In the meantime, VEU grew in Dallas–Fort Worth. In September 1982, Golden West STV of Dallas purchased the Metroplex-area operations of competing subscription service Preview from Time, Inc.'s cable television subsidiary, American Television and Communications (ATC). Following a 90-day simulcasting period, VEU moved its programming exclusively to the former Preview station, KTWS-TV (channel 27), in December 1982; on channel 27, more air time was available for subscription television. As a result, KNBN-TV expanded its commercial broadcast day with more programs from the Spanish International Network. The merger united Preview's 25,000 area subscribers with VEU's 42,000; however, VEU had only 45,000 subscribers by April 1983.

===The end in Dallas===
In the early 1980s, Golden West Broadcasters began to divest its television assets. IASTV, a group of Dallas-area investors associated with the Independent American Group, acquired VEU in April 1983.

VEU, which became the sole survivor of the three operating STV services in Dallas–Fort Worth when ON TV closed there in May 1983, would see its fortunes reverse in 1984 as cable television grew in the Metroplex. That year, Liberty Television, Inc., of Eugene, Oregon, which had built and signed on KTWS-TV in 1981, sold it to a group headed by Jack McKay, former general manager of KDFW. Even though VEU had a contract to air over the station until 1996, McKay desired to program the station full-time as a commercial outlet. VEU petitioned against the sale, but the Federal Communications Commission denied the petition in June. Sensing that the writing was on the wall, VEU and McKay agreed to a termination of the contract, clearing the way for McKay to transform channel 27 into a full-time commercial independent as KDFI after VEU's last night of programming on September 30, 1984.

==Programming==
Like most over-the-air subscription television services, VEU operated on a part-time basis throughout its entire existence, partly because of its distribution via commercial independent stations; it transmitted programming Monday through Fridays from 7:00 p.m. to 2:00 a.m. and Saturdays and Sundays from 12:00 p.m. to 2:00 a.m. The service's feature film schedule was structured so that no affiliate could "run a movie to death," limiting repeat airings of any individual movie title to only four or five times in a given month. For an additional monthly fee, VEU also offered Night VEU, an adult-oriented late night programming block that, depending on the evening's film schedule, aired nightly from 11:00 p.m. until 1:00 a.m. local time or later (inside safe harbor hours designated by the FCC), featuring softcore pornographic films.

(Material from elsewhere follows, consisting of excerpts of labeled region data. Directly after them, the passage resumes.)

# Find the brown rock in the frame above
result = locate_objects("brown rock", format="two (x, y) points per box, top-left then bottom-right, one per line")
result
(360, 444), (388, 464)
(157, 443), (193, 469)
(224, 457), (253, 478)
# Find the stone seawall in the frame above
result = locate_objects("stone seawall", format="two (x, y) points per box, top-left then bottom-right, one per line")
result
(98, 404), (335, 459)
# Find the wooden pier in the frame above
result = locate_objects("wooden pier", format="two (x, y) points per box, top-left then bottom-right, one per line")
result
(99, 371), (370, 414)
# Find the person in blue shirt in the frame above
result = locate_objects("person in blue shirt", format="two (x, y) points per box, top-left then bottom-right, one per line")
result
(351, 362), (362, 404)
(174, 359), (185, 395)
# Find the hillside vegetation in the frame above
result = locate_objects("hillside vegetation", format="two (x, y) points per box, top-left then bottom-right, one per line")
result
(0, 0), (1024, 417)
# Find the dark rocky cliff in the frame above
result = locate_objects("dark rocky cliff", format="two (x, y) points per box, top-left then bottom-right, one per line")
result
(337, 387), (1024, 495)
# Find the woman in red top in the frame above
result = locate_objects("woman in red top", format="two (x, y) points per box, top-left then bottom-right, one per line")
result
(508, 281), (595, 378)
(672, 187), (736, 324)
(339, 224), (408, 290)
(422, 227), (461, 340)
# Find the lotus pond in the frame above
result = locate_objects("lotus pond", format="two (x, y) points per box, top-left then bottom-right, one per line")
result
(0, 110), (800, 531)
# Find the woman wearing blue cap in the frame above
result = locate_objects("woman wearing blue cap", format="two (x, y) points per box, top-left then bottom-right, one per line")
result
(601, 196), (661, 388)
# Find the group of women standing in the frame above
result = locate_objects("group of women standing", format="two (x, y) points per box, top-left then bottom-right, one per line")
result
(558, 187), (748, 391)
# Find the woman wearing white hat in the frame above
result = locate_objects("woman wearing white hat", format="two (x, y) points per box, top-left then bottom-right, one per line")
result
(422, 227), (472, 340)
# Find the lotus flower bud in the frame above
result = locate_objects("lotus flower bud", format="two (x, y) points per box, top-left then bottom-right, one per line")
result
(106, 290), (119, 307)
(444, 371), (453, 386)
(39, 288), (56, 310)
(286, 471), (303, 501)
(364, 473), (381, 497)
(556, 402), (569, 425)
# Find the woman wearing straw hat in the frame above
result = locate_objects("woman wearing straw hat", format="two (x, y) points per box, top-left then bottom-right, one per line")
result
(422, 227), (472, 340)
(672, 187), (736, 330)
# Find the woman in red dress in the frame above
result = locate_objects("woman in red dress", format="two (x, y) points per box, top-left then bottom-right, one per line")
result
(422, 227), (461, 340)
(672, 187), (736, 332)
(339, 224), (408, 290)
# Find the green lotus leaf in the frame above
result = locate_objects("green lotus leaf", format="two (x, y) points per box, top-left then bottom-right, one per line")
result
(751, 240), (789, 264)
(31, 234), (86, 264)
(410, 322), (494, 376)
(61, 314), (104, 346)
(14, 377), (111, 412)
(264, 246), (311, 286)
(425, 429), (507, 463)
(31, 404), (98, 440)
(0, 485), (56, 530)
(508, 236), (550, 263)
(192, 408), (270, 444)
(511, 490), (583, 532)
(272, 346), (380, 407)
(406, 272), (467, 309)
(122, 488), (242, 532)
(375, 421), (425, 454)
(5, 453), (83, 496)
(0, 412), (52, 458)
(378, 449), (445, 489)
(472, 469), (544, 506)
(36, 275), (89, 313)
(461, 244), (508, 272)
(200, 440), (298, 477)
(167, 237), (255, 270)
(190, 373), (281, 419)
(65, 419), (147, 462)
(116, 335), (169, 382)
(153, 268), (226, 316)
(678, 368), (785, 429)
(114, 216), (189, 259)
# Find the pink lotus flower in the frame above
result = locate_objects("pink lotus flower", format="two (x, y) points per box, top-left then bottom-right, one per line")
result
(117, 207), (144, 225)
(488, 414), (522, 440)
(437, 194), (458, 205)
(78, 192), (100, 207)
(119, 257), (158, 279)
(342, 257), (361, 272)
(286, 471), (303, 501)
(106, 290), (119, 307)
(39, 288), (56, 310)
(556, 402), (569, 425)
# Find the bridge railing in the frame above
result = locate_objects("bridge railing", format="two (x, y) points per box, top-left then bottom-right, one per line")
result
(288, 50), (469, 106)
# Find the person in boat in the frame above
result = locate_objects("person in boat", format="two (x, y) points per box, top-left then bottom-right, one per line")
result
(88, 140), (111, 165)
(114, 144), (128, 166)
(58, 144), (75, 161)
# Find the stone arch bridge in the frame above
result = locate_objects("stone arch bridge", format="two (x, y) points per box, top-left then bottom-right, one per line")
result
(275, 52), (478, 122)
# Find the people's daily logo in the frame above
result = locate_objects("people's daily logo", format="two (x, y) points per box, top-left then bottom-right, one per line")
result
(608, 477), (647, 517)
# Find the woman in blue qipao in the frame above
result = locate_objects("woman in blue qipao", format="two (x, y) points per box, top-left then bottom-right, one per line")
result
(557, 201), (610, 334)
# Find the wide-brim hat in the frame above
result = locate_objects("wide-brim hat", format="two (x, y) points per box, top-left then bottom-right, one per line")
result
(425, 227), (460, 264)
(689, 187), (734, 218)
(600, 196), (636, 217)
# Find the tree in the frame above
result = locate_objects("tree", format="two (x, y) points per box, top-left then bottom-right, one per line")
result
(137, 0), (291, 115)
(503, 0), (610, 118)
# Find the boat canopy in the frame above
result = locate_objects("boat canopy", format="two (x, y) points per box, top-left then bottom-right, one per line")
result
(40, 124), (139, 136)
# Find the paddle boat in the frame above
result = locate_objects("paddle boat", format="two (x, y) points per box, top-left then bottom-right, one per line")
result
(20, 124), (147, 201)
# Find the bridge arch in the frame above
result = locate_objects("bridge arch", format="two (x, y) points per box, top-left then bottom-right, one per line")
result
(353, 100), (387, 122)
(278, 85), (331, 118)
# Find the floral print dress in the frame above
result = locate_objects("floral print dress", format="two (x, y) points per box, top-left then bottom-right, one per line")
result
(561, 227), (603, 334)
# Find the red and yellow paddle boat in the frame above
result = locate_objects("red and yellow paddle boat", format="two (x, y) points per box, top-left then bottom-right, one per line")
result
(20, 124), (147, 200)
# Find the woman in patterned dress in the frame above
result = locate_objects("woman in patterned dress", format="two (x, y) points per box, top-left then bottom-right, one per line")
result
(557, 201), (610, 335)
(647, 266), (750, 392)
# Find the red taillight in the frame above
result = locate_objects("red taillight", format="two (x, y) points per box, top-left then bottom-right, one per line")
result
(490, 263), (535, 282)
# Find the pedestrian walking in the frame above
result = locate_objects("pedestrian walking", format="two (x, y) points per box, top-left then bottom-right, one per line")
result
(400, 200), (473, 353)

The Oklahoma City and Dallas VEU stations each also offered professional sporting events. In both Dallas and Oklahoma City, VEU carried regular-season NBA games of the Dallas Mavericks from 1980 to 1983, when it dropped them after becoming the only surviving STV service in the Dallas market. The service also broadcast 20 Texas Rangers games in the 1982 season, though it lost baseball to a new cable channel, Home Sports Entertainment, the next year. In Oklahoma City, VEU offered college football and basketball games featuring participating Big Eight Conference universities (particularly involving the Oklahoma Sooners and Oklahoma State Cowboys, the latter of which had their wrestling matches also carried by VEU locally).